Copyright: © 2024 Beydoun et al. This is an open access article distributed under the terms of the Creative Commons Attribution License (CC BY 4.0), which permits unrestricted use, distribution, and reproduction in any medium, provided the original author and source are credited.
Methods: The study investigated bi-directional associations between sleep quality, dementia and mortality in older US adults using data from the Health and Retirement Study (N = 6,991, mean age = 78.1y, follow-up: 2006–2020, number of deaths = 4,938). It tested interactions and mediating effects, using Cox proportional hazards models and four-way decomposition models.

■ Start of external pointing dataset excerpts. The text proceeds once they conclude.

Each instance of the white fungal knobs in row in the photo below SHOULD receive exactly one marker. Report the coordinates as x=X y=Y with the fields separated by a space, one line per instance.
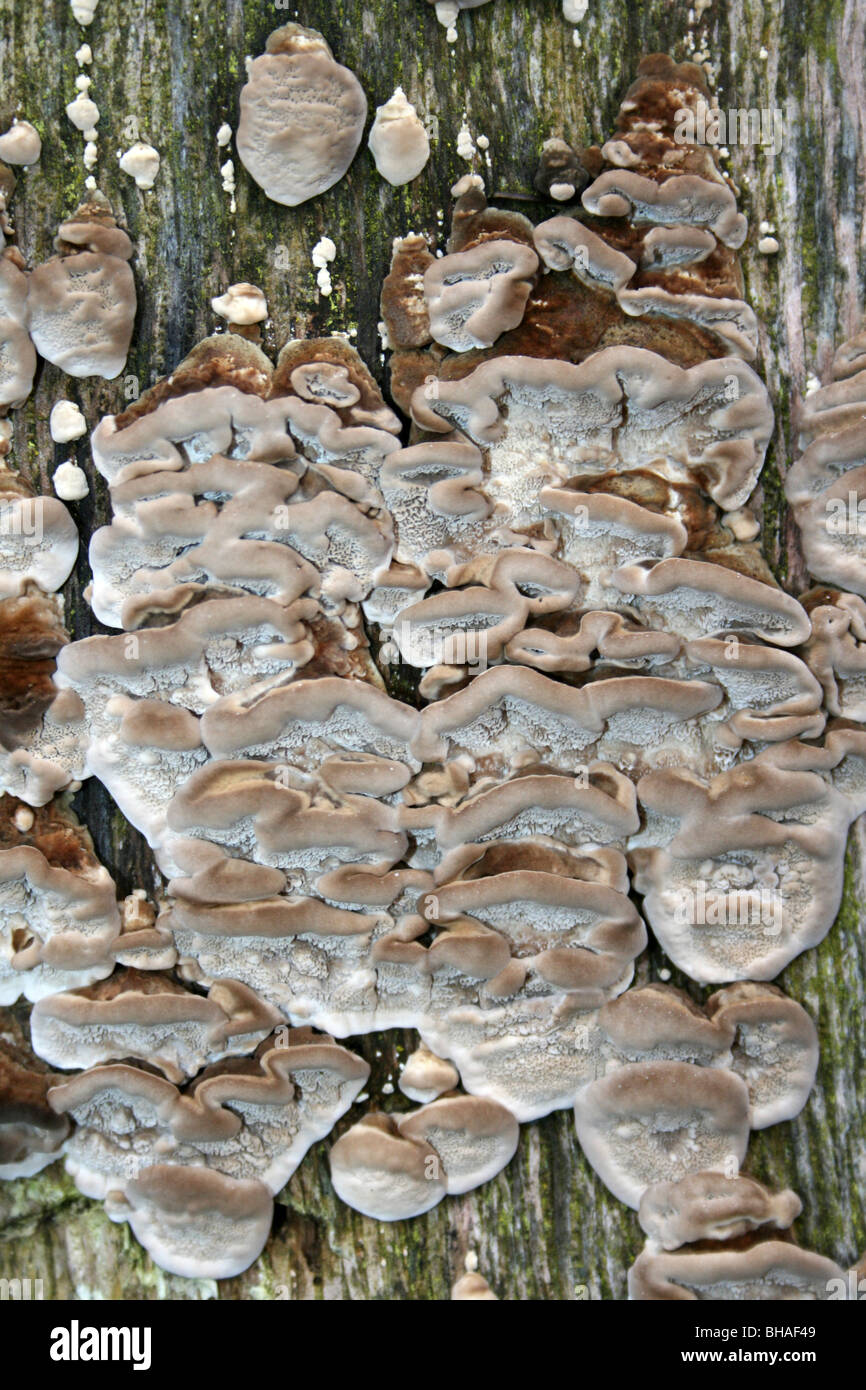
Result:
x=84 y=114
x=398 y=141
x=82 y=302
x=71 y=483
x=17 y=352
x=477 y=295
x=302 y=117
x=195 y=1171
x=826 y=485
x=66 y=421
x=392 y=1168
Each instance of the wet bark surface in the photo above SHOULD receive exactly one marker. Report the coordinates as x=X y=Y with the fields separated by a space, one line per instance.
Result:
x=170 y=74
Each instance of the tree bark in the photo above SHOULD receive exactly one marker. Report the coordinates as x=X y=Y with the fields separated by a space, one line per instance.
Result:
x=171 y=71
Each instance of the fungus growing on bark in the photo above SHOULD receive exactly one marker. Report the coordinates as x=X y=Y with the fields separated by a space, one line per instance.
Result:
x=398 y=141
x=38 y=540
x=473 y=1287
x=827 y=484
x=302 y=117
x=59 y=915
x=189 y=1168
x=31 y=1133
x=560 y=173
x=66 y=421
x=21 y=143
x=82 y=300
x=348 y=861
x=476 y=295
x=712 y=1237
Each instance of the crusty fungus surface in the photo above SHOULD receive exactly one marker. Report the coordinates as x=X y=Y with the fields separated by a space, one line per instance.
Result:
x=302 y=117
x=727 y=1239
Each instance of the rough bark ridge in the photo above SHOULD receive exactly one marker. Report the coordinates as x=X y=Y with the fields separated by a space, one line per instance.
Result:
x=171 y=72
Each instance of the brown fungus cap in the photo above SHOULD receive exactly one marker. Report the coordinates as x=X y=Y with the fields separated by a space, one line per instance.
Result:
x=302 y=117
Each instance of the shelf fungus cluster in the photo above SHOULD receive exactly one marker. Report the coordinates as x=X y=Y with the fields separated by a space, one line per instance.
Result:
x=606 y=698
x=302 y=117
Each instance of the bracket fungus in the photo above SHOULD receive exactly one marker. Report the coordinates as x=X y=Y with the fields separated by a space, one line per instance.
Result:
x=398 y=1166
x=826 y=485
x=17 y=352
x=31 y=1133
x=715 y=1237
x=59 y=916
x=398 y=141
x=302 y=117
x=605 y=694
x=82 y=302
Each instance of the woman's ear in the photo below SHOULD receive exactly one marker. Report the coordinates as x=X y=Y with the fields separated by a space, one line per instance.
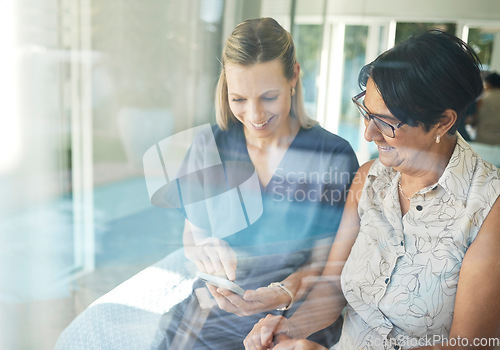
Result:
x=448 y=119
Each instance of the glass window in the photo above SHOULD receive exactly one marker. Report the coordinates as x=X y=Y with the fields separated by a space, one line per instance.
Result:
x=355 y=42
x=482 y=40
x=406 y=29
x=308 y=40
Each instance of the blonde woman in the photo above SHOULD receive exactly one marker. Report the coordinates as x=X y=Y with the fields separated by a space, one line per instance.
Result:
x=303 y=173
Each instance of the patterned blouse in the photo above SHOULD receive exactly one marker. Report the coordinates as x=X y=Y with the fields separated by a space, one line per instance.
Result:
x=401 y=277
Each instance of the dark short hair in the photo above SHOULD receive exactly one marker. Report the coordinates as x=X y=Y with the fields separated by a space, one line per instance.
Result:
x=493 y=79
x=425 y=75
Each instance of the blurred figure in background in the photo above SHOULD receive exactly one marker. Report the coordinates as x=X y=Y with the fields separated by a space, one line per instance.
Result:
x=487 y=116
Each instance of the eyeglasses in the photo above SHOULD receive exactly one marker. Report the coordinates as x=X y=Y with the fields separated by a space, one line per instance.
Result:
x=385 y=128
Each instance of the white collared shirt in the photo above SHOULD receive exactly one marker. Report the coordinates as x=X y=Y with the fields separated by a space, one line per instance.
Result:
x=401 y=277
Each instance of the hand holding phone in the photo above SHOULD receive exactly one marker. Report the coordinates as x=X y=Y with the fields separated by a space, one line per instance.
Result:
x=220 y=282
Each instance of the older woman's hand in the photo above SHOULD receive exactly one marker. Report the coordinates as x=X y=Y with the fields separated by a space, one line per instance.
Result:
x=263 y=332
x=213 y=256
x=252 y=302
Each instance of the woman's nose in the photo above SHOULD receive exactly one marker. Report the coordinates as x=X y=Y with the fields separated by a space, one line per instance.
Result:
x=372 y=133
x=254 y=112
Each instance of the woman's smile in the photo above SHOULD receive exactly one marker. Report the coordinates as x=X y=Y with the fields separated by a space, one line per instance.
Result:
x=260 y=126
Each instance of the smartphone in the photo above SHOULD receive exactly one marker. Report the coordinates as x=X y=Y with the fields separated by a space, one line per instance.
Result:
x=220 y=282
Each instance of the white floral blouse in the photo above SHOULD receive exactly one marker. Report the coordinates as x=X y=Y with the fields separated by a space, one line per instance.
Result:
x=401 y=277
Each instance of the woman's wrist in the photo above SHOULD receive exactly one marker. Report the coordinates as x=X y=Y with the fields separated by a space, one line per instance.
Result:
x=289 y=297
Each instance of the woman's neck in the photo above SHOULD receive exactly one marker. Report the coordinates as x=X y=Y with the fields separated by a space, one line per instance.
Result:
x=416 y=178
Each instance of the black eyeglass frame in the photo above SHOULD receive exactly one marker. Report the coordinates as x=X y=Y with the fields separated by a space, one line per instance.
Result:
x=365 y=113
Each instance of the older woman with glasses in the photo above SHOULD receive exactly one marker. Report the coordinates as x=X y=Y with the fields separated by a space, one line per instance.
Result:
x=415 y=262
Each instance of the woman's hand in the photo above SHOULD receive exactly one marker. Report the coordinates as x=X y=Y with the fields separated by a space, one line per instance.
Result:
x=262 y=334
x=252 y=302
x=213 y=256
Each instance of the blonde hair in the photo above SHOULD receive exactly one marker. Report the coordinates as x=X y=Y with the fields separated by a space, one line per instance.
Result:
x=256 y=41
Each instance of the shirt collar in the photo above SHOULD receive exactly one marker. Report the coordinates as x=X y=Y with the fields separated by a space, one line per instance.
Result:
x=459 y=172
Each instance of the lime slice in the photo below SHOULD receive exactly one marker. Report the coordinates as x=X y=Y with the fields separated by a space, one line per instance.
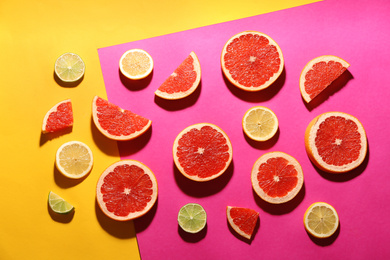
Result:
x=59 y=205
x=69 y=67
x=192 y=218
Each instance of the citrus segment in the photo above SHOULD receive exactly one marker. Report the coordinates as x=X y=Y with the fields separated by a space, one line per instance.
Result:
x=321 y=220
x=242 y=220
x=58 y=117
x=319 y=73
x=277 y=177
x=58 y=204
x=74 y=159
x=117 y=123
x=202 y=152
x=260 y=123
x=192 y=218
x=126 y=190
x=69 y=67
x=336 y=142
x=136 y=64
x=183 y=81
x=252 y=60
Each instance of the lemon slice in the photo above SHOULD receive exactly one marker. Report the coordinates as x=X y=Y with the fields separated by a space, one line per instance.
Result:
x=74 y=159
x=321 y=220
x=260 y=123
x=192 y=218
x=136 y=64
x=58 y=204
x=69 y=67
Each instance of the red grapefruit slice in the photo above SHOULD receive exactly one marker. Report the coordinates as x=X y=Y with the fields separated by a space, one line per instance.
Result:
x=319 y=73
x=126 y=190
x=183 y=81
x=242 y=220
x=252 y=60
x=336 y=142
x=58 y=117
x=277 y=177
x=202 y=152
x=117 y=123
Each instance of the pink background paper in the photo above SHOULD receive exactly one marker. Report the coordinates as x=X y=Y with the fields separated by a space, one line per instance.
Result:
x=357 y=31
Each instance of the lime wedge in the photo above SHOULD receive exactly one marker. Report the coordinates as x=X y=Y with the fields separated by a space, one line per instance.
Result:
x=192 y=218
x=59 y=205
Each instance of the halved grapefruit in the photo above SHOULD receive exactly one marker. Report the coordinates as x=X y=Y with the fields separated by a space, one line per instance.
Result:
x=242 y=220
x=126 y=190
x=319 y=73
x=336 y=142
x=202 y=152
x=183 y=81
x=117 y=123
x=58 y=117
x=277 y=177
x=252 y=60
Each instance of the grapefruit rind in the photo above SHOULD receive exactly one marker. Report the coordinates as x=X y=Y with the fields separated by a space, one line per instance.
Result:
x=312 y=151
x=270 y=80
x=260 y=192
x=199 y=126
x=131 y=215
x=180 y=95
x=309 y=65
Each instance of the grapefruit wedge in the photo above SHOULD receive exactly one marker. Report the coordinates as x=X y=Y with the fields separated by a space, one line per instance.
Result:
x=183 y=81
x=117 y=123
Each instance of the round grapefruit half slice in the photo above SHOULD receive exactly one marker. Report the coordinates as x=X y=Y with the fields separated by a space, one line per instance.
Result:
x=242 y=220
x=277 y=177
x=336 y=142
x=117 y=123
x=58 y=117
x=126 y=190
x=252 y=60
x=319 y=73
x=202 y=152
x=183 y=81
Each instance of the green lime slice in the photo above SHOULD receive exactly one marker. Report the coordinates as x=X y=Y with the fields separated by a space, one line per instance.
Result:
x=59 y=205
x=192 y=218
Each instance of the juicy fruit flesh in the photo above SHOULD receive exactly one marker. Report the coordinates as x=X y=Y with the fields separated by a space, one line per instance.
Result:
x=277 y=177
x=203 y=152
x=182 y=79
x=117 y=121
x=127 y=189
x=251 y=60
x=321 y=75
x=338 y=141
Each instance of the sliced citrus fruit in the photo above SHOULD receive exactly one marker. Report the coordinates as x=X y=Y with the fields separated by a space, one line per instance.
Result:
x=126 y=190
x=321 y=220
x=183 y=81
x=69 y=67
x=319 y=73
x=252 y=60
x=202 y=152
x=277 y=177
x=58 y=117
x=136 y=64
x=117 y=123
x=242 y=220
x=192 y=218
x=260 y=123
x=58 y=204
x=74 y=159
x=336 y=142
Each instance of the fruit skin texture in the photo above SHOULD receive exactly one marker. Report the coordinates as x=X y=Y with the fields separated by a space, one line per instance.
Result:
x=313 y=155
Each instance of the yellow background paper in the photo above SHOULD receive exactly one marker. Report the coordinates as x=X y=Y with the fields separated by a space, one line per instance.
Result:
x=32 y=35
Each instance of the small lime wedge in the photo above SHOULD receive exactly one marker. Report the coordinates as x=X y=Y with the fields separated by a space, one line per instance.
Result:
x=59 y=205
x=192 y=218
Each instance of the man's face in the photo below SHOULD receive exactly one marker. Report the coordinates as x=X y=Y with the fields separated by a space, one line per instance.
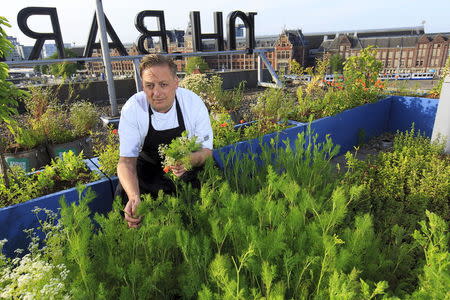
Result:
x=159 y=86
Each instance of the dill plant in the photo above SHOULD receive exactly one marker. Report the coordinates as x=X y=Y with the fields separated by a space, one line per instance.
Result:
x=278 y=229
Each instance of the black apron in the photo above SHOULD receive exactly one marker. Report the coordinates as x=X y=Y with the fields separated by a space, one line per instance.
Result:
x=149 y=167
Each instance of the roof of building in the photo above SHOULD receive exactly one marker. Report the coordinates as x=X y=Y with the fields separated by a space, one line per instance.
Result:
x=358 y=42
x=373 y=32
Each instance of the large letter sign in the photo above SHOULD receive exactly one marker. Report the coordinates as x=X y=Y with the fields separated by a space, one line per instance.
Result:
x=197 y=35
x=22 y=18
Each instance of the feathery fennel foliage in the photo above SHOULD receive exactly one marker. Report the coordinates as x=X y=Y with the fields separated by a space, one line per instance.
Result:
x=277 y=230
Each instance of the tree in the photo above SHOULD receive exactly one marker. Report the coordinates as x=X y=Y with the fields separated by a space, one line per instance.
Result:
x=295 y=67
x=336 y=63
x=196 y=63
x=363 y=68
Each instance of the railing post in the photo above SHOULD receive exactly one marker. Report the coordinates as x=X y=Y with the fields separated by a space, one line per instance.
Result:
x=262 y=58
x=441 y=129
x=106 y=58
x=137 y=75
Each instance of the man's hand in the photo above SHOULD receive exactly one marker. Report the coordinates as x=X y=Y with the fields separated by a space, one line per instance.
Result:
x=178 y=170
x=130 y=211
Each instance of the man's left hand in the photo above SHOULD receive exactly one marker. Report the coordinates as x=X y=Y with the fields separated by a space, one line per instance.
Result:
x=178 y=170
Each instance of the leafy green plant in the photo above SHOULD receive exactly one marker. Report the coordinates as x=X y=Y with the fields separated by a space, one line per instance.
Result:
x=231 y=100
x=39 y=100
x=106 y=148
x=178 y=151
x=83 y=117
x=226 y=133
x=195 y=63
x=275 y=104
x=61 y=174
x=54 y=123
x=278 y=225
x=9 y=94
x=209 y=89
x=25 y=138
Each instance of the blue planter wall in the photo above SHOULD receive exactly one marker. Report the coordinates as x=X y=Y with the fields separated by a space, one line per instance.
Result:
x=408 y=110
x=354 y=126
x=346 y=129
x=253 y=146
x=14 y=219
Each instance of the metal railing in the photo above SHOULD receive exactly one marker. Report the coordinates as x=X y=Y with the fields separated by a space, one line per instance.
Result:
x=262 y=59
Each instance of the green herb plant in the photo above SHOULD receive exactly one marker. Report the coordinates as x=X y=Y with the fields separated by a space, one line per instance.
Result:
x=62 y=173
x=106 y=148
x=178 y=151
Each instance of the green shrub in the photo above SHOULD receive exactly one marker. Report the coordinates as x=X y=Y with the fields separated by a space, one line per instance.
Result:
x=61 y=174
x=83 y=117
x=275 y=104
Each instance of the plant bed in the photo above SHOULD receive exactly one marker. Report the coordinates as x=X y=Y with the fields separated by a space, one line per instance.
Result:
x=251 y=233
x=247 y=138
x=29 y=159
x=19 y=216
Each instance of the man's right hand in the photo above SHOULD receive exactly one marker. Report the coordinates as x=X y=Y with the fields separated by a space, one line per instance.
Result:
x=130 y=211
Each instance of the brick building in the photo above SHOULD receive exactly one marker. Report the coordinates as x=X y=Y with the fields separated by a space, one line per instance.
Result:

Results: Poor sleep quality was associated with increased mortality risk, particularly among male and White older adults. However, the association was reversed in the fully adjusted model, with a 7% decrease in risk per tertile. Probable dementia was associated with a two-fold increase in mortality risk, with a stronger association found among White adults. The association was markedly attenuated in the fully adjusted models. Sleep quality-stratified models showed a stronger positive association between dementia and mortality among individuals with better sleep quality. Both mediation and interaction were involved in explaining the total effects under study, though statistically significant total effects were mainly composed of controlled direct effects.
Conclusions: Poor sleep quality is directly related to mortality risk before lifestyle and health-related factors are adjusted. Dementia is linked to mortality risk, especially in individuals with better sleep quality, males, and White older adults. Future research should explore the underlying mechanisms.